Alternate implementations of various components follow an SPI (Service Provider Interface) pattern:

  • The pluggable component is defined as an Spi trait:
import whisk.spi.Spi
trait ThisIsPluggable extends Spi { ... }
  • Implementations implement the Spi trait
class TheImpl extends ThisIsPluggable { ... }
class TheOtherImpl extends ThisIsPluggable { ... }

Runtime resolution of an Spi trait to a specific implementation is provided by:

  • SpiLoader - a utility for loading the implementation of a specific Spi, using a resolver to determine the implentations factory classname, and reflection to load the factory object.
  • application.conf - each Spi is resolved to a classname based on the config key provided to SpiLoader.

Only a single implementation per Spi is usable at runtime, since the key will have a single string value.

Example

The process to create and use an SPI is as follows:

Define the Spi and implementations

  • Create your Spi trait YourSpi as a trait that is an extension of whisk.spi.Spi.
  • Create your factory object which extends YourSpi and provides the relevant functionality.
  • Create your functionality classes with whatever name you like. The factory object is supposed to build and return those instances.

Invoke SpiLoader.get to acquire an instance of the SPI

SpiLoader uses a TypesafeConfig key to use for resolving which implementation should be loaded.

The config key used to find the implementations classname is whisk.spi.<SpiInterface>.

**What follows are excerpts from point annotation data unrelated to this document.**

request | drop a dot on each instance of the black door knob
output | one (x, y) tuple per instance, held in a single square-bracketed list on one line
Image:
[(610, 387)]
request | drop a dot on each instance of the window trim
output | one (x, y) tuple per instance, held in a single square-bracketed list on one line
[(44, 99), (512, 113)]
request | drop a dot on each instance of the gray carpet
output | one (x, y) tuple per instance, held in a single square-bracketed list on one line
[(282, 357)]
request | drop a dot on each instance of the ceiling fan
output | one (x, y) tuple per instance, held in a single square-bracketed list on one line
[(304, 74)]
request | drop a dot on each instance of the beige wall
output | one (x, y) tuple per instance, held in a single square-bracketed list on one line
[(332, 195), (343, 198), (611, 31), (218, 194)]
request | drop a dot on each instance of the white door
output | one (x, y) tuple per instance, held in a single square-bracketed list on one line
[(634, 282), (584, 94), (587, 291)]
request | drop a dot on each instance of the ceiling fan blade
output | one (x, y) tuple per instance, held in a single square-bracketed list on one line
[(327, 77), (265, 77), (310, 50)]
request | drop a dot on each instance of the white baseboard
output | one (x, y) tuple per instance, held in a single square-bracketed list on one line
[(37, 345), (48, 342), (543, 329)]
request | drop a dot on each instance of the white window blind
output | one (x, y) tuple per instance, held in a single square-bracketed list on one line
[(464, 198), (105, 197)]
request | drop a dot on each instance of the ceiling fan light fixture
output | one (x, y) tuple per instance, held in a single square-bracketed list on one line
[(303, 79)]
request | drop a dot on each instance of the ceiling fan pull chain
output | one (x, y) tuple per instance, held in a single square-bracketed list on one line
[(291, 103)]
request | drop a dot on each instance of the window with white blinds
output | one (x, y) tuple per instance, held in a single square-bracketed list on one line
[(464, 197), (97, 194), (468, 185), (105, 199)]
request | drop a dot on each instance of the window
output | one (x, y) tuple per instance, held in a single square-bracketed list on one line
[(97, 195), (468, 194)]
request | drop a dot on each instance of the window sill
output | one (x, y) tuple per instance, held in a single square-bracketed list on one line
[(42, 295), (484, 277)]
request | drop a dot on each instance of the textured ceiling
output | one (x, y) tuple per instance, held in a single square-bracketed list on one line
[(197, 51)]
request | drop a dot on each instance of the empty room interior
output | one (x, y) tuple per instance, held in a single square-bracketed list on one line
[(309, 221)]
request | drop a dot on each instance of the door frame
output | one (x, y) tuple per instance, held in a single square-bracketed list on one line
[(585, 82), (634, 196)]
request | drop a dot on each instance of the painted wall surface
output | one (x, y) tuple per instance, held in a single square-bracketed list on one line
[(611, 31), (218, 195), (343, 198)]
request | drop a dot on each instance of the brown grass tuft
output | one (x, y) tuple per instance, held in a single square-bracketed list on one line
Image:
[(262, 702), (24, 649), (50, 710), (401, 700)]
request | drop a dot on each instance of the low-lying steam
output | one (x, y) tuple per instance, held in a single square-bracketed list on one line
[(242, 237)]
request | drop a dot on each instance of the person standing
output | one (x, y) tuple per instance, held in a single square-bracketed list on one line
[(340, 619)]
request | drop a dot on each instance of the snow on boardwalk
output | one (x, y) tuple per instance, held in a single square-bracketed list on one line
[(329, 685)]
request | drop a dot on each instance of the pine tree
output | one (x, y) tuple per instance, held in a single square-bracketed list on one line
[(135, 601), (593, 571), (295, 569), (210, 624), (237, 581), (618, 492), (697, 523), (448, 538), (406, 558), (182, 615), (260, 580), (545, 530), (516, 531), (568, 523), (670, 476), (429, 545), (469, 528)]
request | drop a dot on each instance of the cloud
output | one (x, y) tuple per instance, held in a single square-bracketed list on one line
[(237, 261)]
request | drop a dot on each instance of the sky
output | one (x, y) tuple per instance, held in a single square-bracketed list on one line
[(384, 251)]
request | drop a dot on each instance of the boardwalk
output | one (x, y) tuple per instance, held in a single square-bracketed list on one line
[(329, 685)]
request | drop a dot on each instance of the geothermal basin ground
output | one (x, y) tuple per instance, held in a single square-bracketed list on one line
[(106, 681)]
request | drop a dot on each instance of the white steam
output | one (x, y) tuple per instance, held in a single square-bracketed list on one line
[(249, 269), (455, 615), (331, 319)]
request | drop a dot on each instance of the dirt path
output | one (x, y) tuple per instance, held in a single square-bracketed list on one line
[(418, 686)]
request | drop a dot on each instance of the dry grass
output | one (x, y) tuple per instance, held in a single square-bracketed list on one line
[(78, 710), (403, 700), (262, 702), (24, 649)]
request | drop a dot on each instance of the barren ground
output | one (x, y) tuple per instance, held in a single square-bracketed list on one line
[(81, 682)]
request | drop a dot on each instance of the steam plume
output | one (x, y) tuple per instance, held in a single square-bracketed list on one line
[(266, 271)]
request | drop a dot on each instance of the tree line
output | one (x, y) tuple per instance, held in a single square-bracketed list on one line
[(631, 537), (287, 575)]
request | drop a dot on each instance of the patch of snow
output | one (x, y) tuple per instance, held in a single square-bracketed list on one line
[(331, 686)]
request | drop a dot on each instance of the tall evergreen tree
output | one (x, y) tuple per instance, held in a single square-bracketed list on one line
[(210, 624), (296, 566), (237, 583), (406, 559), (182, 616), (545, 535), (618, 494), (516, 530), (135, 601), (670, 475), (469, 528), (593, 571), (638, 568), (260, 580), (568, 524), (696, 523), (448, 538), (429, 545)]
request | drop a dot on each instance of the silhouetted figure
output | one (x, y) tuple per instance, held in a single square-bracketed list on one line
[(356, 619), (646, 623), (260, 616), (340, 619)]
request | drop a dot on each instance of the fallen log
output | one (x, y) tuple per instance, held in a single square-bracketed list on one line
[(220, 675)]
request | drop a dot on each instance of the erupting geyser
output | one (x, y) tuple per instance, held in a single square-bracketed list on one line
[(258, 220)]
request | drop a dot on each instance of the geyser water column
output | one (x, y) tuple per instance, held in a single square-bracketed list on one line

For example, the SPI interface whisk.core.database.ArtifactStoreProvider would load a specific implementation indicated by the whisk.spi.ArtifactStoreProvider config key.

(so you cannot use multiple SPI interfaces with the same class name in different packages)

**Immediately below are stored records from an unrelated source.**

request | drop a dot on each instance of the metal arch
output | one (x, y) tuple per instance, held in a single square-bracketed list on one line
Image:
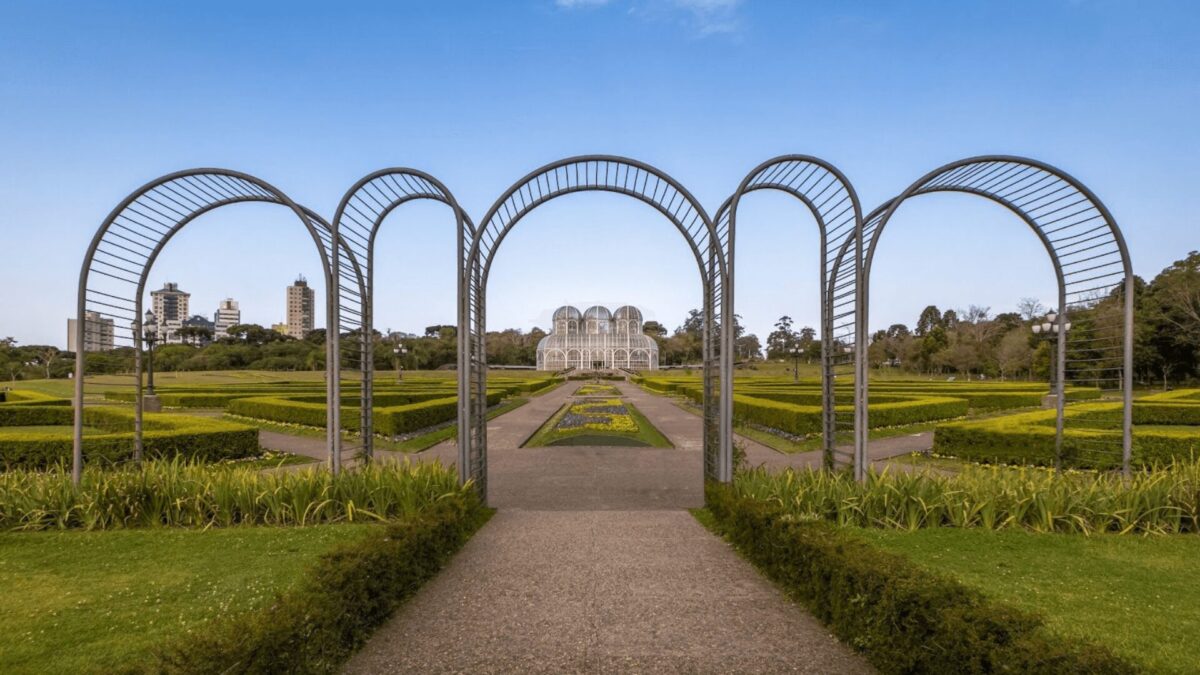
[(1089, 254), (113, 274), (359, 216), (834, 204), (604, 173)]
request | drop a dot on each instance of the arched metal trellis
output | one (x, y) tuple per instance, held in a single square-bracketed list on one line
[(834, 204), (113, 275), (610, 174), (358, 220), (1090, 260)]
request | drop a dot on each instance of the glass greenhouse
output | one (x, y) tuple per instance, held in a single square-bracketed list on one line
[(598, 340)]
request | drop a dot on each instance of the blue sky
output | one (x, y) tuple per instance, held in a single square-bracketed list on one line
[(96, 100)]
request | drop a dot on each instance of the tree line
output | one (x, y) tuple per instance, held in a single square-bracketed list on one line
[(970, 342)]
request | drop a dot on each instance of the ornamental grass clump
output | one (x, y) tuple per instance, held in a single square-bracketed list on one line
[(1165, 500), (179, 494)]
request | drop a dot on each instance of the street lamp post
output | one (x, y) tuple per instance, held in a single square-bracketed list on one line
[(399, 352), (797, 352), (1053, 329), (150, 336)]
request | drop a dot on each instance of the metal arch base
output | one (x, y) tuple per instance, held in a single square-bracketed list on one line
[(832, 201), (115, 267), (358, 220), (1083, 242), (1085, 245), (609, 174)]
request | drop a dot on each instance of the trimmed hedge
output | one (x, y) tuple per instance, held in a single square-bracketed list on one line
[(1030, 438), (903, 617), (348, 593), (1181, 406), (388, 420), (801, 419), (13, 398), (163, 436)]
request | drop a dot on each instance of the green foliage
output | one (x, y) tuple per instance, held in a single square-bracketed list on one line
[(903, 617), (102, 602), (1163, 501), (351, 591), (181, 494), (1089, 428), (1092, 589), (163, 436), (25, 398)]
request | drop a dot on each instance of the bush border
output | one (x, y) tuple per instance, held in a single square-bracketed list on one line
[(903, 617), (349, 592)]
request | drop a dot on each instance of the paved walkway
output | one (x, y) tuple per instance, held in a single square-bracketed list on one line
[(593, 565)]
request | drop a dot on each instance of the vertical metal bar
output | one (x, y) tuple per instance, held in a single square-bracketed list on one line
[(862, 396), (465, 422), (367, 365), (81, 363), (729, 329), (333, 359), (1061, 376), (1127, 384), (138, 396), (828, 410)]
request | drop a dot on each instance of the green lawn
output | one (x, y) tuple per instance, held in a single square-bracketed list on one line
[(90, 602), (1140, 596)]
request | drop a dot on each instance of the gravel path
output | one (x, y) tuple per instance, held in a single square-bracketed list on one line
[(593, 565)]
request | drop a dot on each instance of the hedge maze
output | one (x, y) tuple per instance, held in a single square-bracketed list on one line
[(400, 407), (795, 407), (1167, 428), (35, 432), (985, 422), (35, 428)]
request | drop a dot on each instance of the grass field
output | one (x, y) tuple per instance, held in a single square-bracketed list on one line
[(1137, 595), (90, 602)]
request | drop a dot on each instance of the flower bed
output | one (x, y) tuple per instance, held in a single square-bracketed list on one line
[(598, 422)]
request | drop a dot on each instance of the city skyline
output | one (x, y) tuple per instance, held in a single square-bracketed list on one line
[(1102, 90)]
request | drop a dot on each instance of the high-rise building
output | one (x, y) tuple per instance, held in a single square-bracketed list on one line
[(202, 336), (227, 316), (169, 306), (97, 333), (301, 302)]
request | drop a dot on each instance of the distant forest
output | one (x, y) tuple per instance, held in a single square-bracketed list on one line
[(971, 342)]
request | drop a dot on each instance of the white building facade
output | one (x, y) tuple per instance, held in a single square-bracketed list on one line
[(169, 306), (598, 340), (226, 317), (301, 303)]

Invoke the loader using SpiLoader.get[<the SPI interface>](<implicit resolver>)

val messagingProvider = SpiLoader.get[MessagingProvider]

Defaults

Default implementation resolution is dependent on the config values in order of priority from:

  1. application.conf
  2. reference.conf

So use reference.conf to specify defaults.

Runtime

Since SPI implementations are loaded from the classpath, and a specific implementation is used only if explicitly configured it is possible to optimize the classpath based on your preference of:

  • Include only default implementations, and only use default implementations.
  • Include all implementations, and only use the specified implementations.
  • Include some combination of defaults and alternative implementations, and use the specified implementations for the alternatives, and default implementations for the rest.

Including the implementation

Base openwhisk docker images provide 2 extension points in the classpath for including the implementation.

Application Jars

The application jars can be added to $APP_HOME/ext-lib for e.g. in openwhisk/controller image the implementation jars can be added to /controller/ext-lib and for openwhisk/invoker they can be added to /invoker/ext-lib.

Application Configuration

The configuration files can be added to $APP_HOME/config.